Aujourd’hui, je vais commencer par citer en entier deux posts du blog du colonel CASSAD

 

 

 

À propos de l'intensité du Voentorg [aide militaire, NdT] de l'Otan.

Les instructeurs en provenance du Canada sont arrivés pour former des agents de sécurité ukrainiens. Les autorités de la République nationale de Donetsk annoncent une augmentation du nombre d'instructeurs militaires étrangers dans le territoire contrôlé par l'Ukraine.
Le président du Conseil national de la DNR, Andrey Purgin, déclare à la presse:
 
«Aujourd'hui, il a un très grand nombre d'instructeurs de différents pays qui y opèrent: 200 personnes sont venues du Canada, il y a des Anglais et d'autres. Maintenant, rien qu'en comptant ceux qui sont légalement sur le territoire ukrainien, il y a environ 1 500 instructeurs militaires, qui ne sont pas eux-mêmes aux combats, mais instruisent et forment les autres. Et cela n'inclut pas, évidemment, les instructeurs illégaux, les mercenaires et les agents spéciaux.»
A en juger par ses paroles, des experts étrangers effectuent une formation en science militaire pour les membres des groupes de sabotage et des bataillons territoriaux, qui ont déjà «les mains jusqu'au coude dans le sang".
Andrey Purgin continue :

«Il y a aussi des mercenaires qui se battent aux côté des agents de sécurité ukrainiens. En général, ils viennent de Géorgie et se joignent aux bataillons territoriaux, ce qui d'ailleurs est absolument interdit par la législation ukrainienne. Je ne sais pas qui paie leurs salaires. Après tout, généralement les bataillons territoriaux reçoivent peu, vivent de rapine et de vols.» 
Rappelons-nous que la junte ukrainienne avait jeté, dans la bataille de Volnovakha, 70 mercenaires américains de la société militaire privée américaine Academi.
Le représentant du ministère de la Défense de la DNR, Édouard Basurin:

«Selon les données disponibles, sur le territoire contrôlé par le VSU, en particulier dans Volnovakha, la présence de 70 représentants de la société militaire privée Academi a été révélée. Cette société s'appelle Blackwater.»
Il a également expliqué que les mercenaires de cette compagnie exécutent les ordres du Département d'État des États-Unis sur des points chauds, et sont engagés dans le trafic d'armes.
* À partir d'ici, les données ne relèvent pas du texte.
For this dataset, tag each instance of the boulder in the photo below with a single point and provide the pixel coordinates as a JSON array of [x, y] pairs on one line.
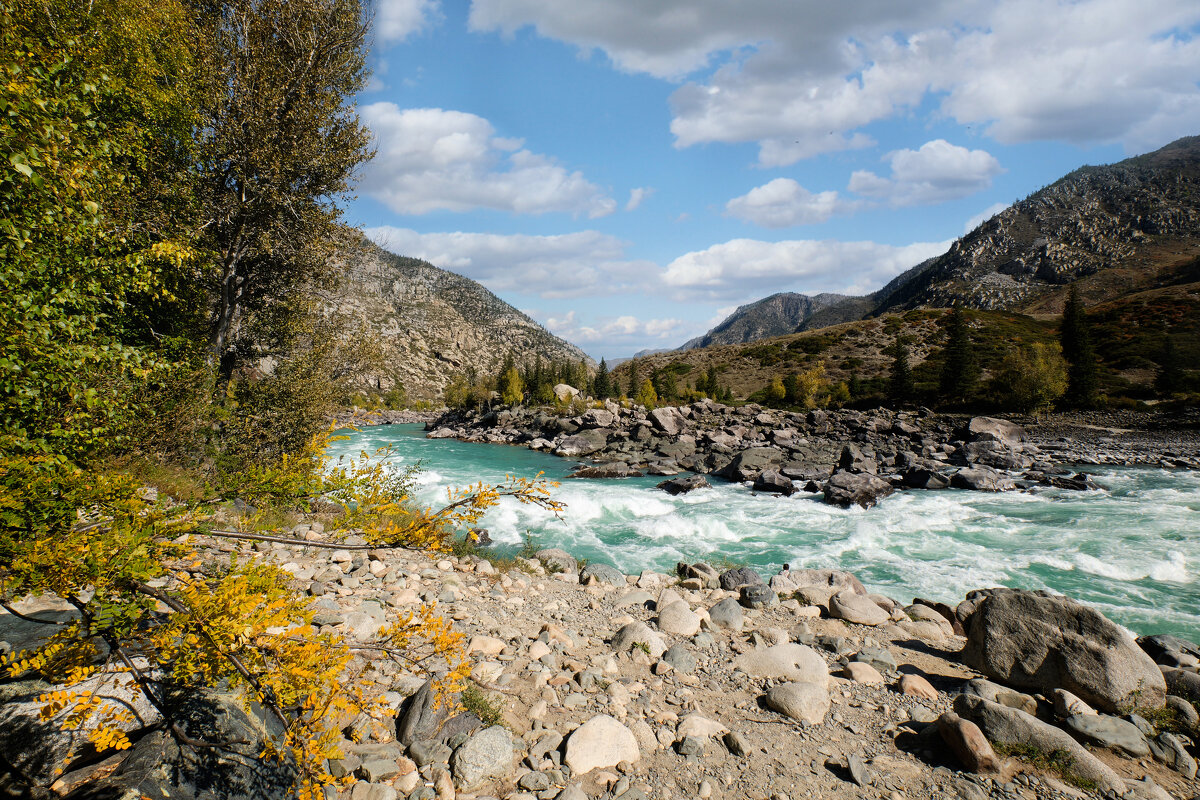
[[1044, 643], [738, 577], [599, 743], [1017, 728], [982, 479], [856, 608], [487, 755], [772, 482], [851, 488], [802, 701], [684, 485]]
Peu à peu, il y a une augmentation naturelle de la présence militaire étrangère, à la lumière du fait que la situation commence de plus en plus clairement à rappeler le scénario de la guerre de Corée. Tout comme dans le cas du soutien de la Russie à la DNR et à la LNR, l'opération américaine Voentorg avec le soutien des alliés et satellites, est à deux niveaux – légal et illégal.
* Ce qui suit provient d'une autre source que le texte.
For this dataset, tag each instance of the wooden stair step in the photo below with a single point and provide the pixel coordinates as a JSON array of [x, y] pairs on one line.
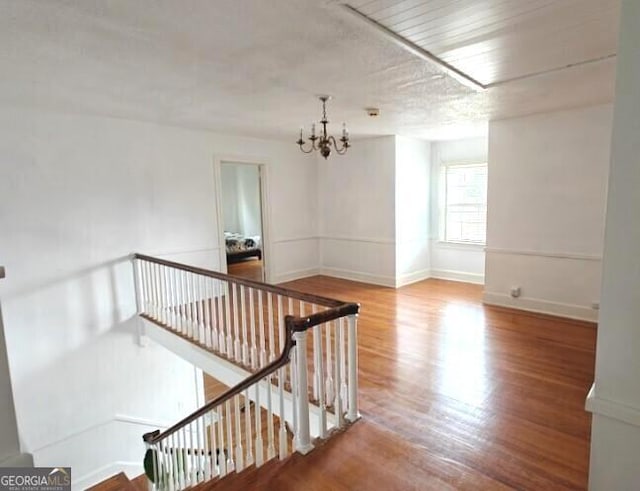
[[247, 479]]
 Sur le plan légal, on observe:

 1. L'apparition d'instructeurs, qui forment les officiers et le personnel sur les doctrines et la préparation du personnel;
 2. le transfert d'information du groupe de satellites américains prétendument avec un jeu restreint;
 3. les livraisons de tenues (uniformes, gilets pare-balles, casques, etc.);
 4. les livraisons des dispositifs spéciaux (viseurs thermiques, appareils de vision nocturne, indicateurs de cibles):
 5. la livraison d’équipements spéciaux (radar anti-mortier, dispositifs contre la guerre biologique, véhicules blindés);
 6. la concentration en Europe orientale des unités mécanisées de l'armée des États-Unis.

 Au niveau illégal on observe:

 1. le fonctionnement actif des sociétés militaires privées (Academi, ASBA Otago, Greystone, Vert Groop);
 2. les livraisons illégales d'armes légères en provenance d'Europe orientale et occidentale;
 3. les livraisons illégales de matériel blindé de l'Europe orientale;
 4. le développement des infrastructures d'information et de reconnaissance sur la base des organismes d'État de l'Ukraine ou sous le couvert des organisations internationales du type de l'OSCE;
 5. l'activité des instructeurs et des conseillers militaires dont la présence en Ukraine n'est pas officiellement déclarée ni révélée.
 
Ce pour quoi nous n'avons pas encore confirmation:

 1. les livraisons d'artillerie en provenance des pays d'Europe orientale
 2. les livraisons d'équipements blindés de pays d'Europe occidentale

 Canaux logistiques de distribution de l'aide militaire étrangère:

 1. Les aérodromes du Sud de l'Ukraine par lesquels transitent les fournitures et le personnel spécial dans des avions de transport militaire des États-Unis
 2. Les jonctions ferroviaires de l'Ukraine occidentale à travers lesquelles passent les armes et les munitions en provenance d'Europe de l'Est
 3. Les aérodromes d'Europe centrale et de l'ouest de l'Ukraine par où sont livrées les aides légales en équipement et en personnel – instructeurs, inspecteurs, et observateurs
 4. Le port d'Odessa est utilisé pour les livraisons d'armes illégales par mer, ainsi que pour le trafic illégal d'armes.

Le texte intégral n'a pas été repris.